16. Reconnaître le droit des femmes à accéder à la présidence de la
république.
17. Combattre les prétentions sectaires, [en soulignant] que la bannière de
l’islam [doit être] unique.
18. Inviter les gens à aller vers Dieu par la gratitude et la sagesse, et
pas par les menaces.
19. Faire évoluer l’enseignement d’Al-Azhar.
20. Reconnaître le droit des chrétiens à accéder à des fonctions importantes
et [même] à la présidence de la république.
21. Séparer le discours religieux et le pouvoir et rétablir son lien avec
les besoins de la société.
22. Améliorer le lien entre la dawah [l’appel à se convertir à l’islam] et
la technologie moderne, les chaînes satellitaires et le marché des cassettes
musulmanes.
*
Ces 22 points sont suivis d’autant de paragraphes de commentaires. Qui,
d’après le père Samir, laissent entrevoir une véritable révolution par
rapport aux manières traditionalistes et puritaines de vivre l'islam qui ont
été introduites dernièrement en Égypte et qui proviennent surtout d'Arabie
Saoudite.
Dans son analyse publiée par "Asia News", le père Samir considère comme
important le point 8, qui propose de séparer la religion et la politique.
Dans le commentaire joint – souligne-t-il – figure le mot "almaniyyah",
laïcité.

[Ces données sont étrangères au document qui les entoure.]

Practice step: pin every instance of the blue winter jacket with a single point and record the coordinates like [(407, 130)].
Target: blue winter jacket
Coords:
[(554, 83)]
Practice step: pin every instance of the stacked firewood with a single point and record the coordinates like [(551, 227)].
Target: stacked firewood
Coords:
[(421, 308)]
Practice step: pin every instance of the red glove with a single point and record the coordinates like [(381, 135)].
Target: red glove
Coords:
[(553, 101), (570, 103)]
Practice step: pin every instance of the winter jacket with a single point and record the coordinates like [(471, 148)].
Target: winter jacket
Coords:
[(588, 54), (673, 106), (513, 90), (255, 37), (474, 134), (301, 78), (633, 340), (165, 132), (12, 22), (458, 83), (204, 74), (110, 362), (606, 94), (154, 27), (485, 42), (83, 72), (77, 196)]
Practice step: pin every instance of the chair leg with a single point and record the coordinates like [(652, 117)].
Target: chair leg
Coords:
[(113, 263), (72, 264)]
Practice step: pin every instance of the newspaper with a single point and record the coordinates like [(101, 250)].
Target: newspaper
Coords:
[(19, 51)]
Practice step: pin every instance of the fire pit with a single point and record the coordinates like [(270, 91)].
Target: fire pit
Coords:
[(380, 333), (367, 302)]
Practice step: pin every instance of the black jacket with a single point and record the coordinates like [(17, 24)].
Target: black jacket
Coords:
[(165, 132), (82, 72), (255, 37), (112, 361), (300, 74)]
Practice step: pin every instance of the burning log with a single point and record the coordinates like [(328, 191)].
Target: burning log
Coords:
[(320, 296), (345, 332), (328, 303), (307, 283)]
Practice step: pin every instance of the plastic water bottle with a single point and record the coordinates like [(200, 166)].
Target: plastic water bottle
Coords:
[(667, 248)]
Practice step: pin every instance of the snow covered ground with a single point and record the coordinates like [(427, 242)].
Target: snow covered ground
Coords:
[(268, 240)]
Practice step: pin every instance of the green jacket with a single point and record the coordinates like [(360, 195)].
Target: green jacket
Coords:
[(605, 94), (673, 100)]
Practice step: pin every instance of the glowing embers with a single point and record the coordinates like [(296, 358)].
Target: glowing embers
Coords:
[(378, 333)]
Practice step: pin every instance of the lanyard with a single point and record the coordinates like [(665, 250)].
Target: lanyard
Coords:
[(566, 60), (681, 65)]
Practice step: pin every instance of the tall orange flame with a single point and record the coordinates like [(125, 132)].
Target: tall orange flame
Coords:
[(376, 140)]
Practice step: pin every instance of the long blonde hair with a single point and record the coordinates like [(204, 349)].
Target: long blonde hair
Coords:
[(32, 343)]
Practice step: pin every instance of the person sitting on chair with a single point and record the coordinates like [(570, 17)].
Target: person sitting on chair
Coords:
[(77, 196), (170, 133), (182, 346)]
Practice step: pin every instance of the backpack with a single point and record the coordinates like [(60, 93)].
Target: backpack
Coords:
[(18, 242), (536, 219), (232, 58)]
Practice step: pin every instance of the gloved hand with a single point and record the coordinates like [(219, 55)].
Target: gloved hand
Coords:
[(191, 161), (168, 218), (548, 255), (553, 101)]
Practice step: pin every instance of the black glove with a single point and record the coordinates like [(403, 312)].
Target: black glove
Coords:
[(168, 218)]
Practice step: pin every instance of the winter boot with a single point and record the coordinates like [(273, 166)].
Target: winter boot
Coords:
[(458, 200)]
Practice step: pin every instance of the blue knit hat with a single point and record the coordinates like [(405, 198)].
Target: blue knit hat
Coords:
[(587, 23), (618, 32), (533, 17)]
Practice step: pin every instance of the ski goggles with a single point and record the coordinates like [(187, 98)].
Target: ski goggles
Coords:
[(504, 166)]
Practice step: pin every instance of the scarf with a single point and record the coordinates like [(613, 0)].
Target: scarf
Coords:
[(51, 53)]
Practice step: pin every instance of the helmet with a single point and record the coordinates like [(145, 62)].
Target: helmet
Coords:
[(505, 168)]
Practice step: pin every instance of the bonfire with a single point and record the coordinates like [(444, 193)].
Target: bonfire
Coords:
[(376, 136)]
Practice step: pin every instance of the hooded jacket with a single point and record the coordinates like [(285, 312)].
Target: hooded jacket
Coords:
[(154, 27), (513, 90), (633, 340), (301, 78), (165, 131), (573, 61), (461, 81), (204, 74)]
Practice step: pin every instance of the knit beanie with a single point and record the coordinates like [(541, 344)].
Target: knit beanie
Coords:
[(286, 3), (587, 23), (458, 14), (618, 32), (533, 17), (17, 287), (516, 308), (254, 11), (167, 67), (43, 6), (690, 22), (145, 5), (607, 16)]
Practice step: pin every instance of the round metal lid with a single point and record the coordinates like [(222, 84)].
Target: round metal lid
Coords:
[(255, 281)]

Un mot qui, dans les pays arabes, est généralement compris comme
signifiant athéisme et qui est donc condamné par principe. C’est tellement
vrai que, pendant le synode consacré au Moyen-Orient qui a eu lieu à Rome en
octobre dernier, les évêques ont évité de l’utiliser.
Dans le cas présent, au contraire, les auteurs du document écrivent dans
leur commentaire que la laïcité ne doit pas être considérée comme une
ennemie de la religion, mais plutôt comme une protection contre
l'utilisation politique ou commerciale de la religion. "Dans ce contexte
–
écrivent-ils – la laïcité se trouve en harmonie avec l'islam et par
conséquent elle est juridiquement acceptable". Mais elle ne l’est pas si
elle se transforme en un contrôle exercé par l’État sur les activités
musulmanes.
Commentaire du père Samir :
"Ce point, même s’il a fait l’objet de beaucoup de débats, est la preuve du
fait qu’est en train de naître en Égypte le concept de société civile, qui
ne coïncide pas immédiatement avec la communauté musulmane".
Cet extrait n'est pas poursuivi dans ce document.